There are reports that Saudi Arabia will raise its oil production in case the situation between Iran and the West will further escalate. Will Saudi Arabia come through on this promise? And more importantly, will it keep the crude oil prices from rising in case of an Iran war?
There are reports that Saudi could raise its oil production by as much as 25% in case the situation with Iran will take another turn for the worst. This news may have been among the factors to pull down crude oil prices yesterday.
But the friction between Iran and the West mainly the U.S. EU and Israel is probably among the reasons for the sharp rise in crude oil prices in recent weeks that reached as of yesterday $124.5 and $105.61 for Brent oil and WTI oil, respectively.
Even more than the sharp rise in crude oil prices, the difference between Brent oil and WTI oil price has increased in recent weeks after it had reached during December 2011its lowest level in almost a year. I suspect the rise in the Brent premium was mostly related to the Iran tension.
But we can’t blame the sharp gains in oil prices during the year so far entirely on Iran: according to the recent oil report of the IEA, the non-OPEC countries’ oil production didn’t increase much during the first quarter of 2012 partly because of unplanned outages in the North Sea and Canada. Furthermore, the OECD industry oil inventories are still below the 5-year average for the seventh consecutive month; this means that the oil market is still tight for OECD countries, mainly in Europe.
Following the recent sanctions on Iran the oil market in Europe just got tighter.
How are things in the U.S? the U.S. crude oil stockpiles are still 16.678 million barrels below oil stockpiles levels recorded during the same time in 2011.
But the oil production in the U.S is robust and in regards to oil imports, the U.S relies on counties in which there is no tension such as Canada, Saudi Arabia and Nigeria.
In regards to Asia the current sanctions on Iran won’t apply as U.S gave Japan China and several other countries a pass on the sanctions. Thus the global oil market shouldn’t see a sharp drop in supply because Iran could sell directly to China and Japan instead of the EU countries it once sold; alternatively OPEC counties such as Saudi could sell directly to Europe and reduce its sales to Asia.
But still, this plan looks well in theory; it will be a question how it will be executed.
Furthermore will Saudi raise quotas? We can look back on the case of Libya when oil production declined from an average of 1.6 million bbl per day in 2010 to nearly zero during March to November 2011.
The table below shows the changes in OPEC, Saudi and Libya’s’ oil production during 2011 until February 2012. It shows the sharp rise in Saudi’s oil production to compensate for the drop in Libya’s oil production during 2011.
So we know Saudi will probably abide and raise quotas, but will it be enough in a situation in which an Iran war will commence?
For that we need to consider two problems:
In case of an Iran war, there is the problem that Iran could follow on its threat and shut the Strait of Hormuz, where nearly 20% of the world’s oil is passing through. In such an event the rise in Saudi oil production won’t help.
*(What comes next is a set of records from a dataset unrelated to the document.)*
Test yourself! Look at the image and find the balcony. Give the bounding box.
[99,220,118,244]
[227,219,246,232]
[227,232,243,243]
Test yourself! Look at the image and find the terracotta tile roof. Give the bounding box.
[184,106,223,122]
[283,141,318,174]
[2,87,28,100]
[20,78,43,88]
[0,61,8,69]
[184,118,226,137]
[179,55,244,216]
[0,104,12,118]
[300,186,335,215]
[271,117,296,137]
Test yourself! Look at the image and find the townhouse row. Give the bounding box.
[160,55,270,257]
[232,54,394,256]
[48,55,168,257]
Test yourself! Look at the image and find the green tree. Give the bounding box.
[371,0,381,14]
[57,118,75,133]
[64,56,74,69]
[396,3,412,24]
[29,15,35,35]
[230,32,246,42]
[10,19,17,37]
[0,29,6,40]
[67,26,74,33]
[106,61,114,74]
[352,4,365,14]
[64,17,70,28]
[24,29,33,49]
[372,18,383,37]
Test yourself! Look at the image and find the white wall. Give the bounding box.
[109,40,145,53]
The other problem is that Iran is a much bigger oil supplier than Libya.
According to the EIA, Iran is the second largest OPEC producer of Oil after Saudi Arabian; it produces nearly 3.6 million bbl/d of oil. This is more than double the production rate of Libya. Even if we take the Saudi’s word at face value, raising their oil production by 25% translates to an increase of 2.4 million bbl/d. This means in an event in which Iran’s oil production will reach a halt, Saudi won’t have the capacity to raise its oil production by 3.6 million bbl/d and will be short of 1.2 million bbl/d.
As long as the tension with Iran will continue crude oil prices still have the potential of further rising and the Brent premium also expanding.